Others are more spectacular and can bring five lanes of cars to a crawl for several hours. I had never had an accident until I came here. In the last 10 years my 4×4, I am not willing to take to the roads in anything smaller, has been hit from behind four times.
Leisure Options In Sharjah or Dubai
What about leisure time? There is little to do in Sharjah. The beach is not exactly inviting. If you decide to go swimming, you will be in the minority. Most people use it to walk along or to picnic beside.
However, it is easy to get to Al Mamzar Park, which is a rather lovely beach park just over the border in Dubai. Alternatively, you could drive just over the border in the other direction to Ajman and pay the day-pass price to spend a day on the groomed beach at the Kempinski Hotel.
There are a few museums and a rather nice old souq built with dead coral and concrete the way many traditional houses used to be built. These will occupy you for a weekend or two at the most. The Blue Souk used to be a great place to buy carpets, but as I found out a few weeks ago, many of the carpets shops have closed.

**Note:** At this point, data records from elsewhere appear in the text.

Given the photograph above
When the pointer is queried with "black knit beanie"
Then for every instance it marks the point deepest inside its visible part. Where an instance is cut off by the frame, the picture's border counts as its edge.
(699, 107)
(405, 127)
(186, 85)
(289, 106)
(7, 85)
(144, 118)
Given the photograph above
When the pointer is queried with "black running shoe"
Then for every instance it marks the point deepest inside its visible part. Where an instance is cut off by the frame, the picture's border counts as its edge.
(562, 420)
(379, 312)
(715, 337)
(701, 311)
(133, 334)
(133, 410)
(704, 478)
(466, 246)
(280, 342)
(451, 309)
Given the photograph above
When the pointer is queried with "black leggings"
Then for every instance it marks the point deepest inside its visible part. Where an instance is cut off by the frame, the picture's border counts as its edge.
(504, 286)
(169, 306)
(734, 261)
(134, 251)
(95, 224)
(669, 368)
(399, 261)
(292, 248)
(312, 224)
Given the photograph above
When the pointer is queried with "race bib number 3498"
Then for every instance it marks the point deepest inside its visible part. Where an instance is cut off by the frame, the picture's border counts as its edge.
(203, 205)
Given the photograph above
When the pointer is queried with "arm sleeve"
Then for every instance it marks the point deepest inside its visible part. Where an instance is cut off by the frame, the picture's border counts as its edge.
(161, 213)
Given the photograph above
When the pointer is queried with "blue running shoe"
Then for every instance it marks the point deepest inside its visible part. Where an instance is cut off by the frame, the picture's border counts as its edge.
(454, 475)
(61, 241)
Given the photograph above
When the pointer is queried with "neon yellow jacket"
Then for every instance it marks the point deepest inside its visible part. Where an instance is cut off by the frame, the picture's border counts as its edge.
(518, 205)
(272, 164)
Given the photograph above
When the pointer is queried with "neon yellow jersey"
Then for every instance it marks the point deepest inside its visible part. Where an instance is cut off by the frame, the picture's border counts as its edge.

It is still better than Dubai for a bargain if you know how to haggle – gently and patiently.
I can only think of one restaurant that is worth discussing, Sanobar, and it is a very homely place at the end of Al Khan Road, near the beach, but not on the beach. There are three shopping malls, with movie theaters, supermarkets and shops, but they are insignificant in comparison to the malls in Dubai.
There are so many great restaurants in Dubai, it is hard to know where to go. It is a shopper’s paradise, although the bargains are not available the way they used to be. You can ski, ice-skate, bungee jump, horse-ride and sail if you have the cash.
I have lived on the edge of Sharjah for 10 years, but Sharjah is moving out to surround me and I am aware that it is time for me to leave. If I want to go to a mall or a restaurant, buy groceries or clothes, I go to Dubai. If I time it right, it only takes 30 minutes to drive there. If I miscalculate, it takes 90 minutes each way.
I know from experience, I can get from the far side of Dubai to Sharjah in 25 minutes at peak times going against the traffic. Ultimately, you have to decide based on what is most important to you.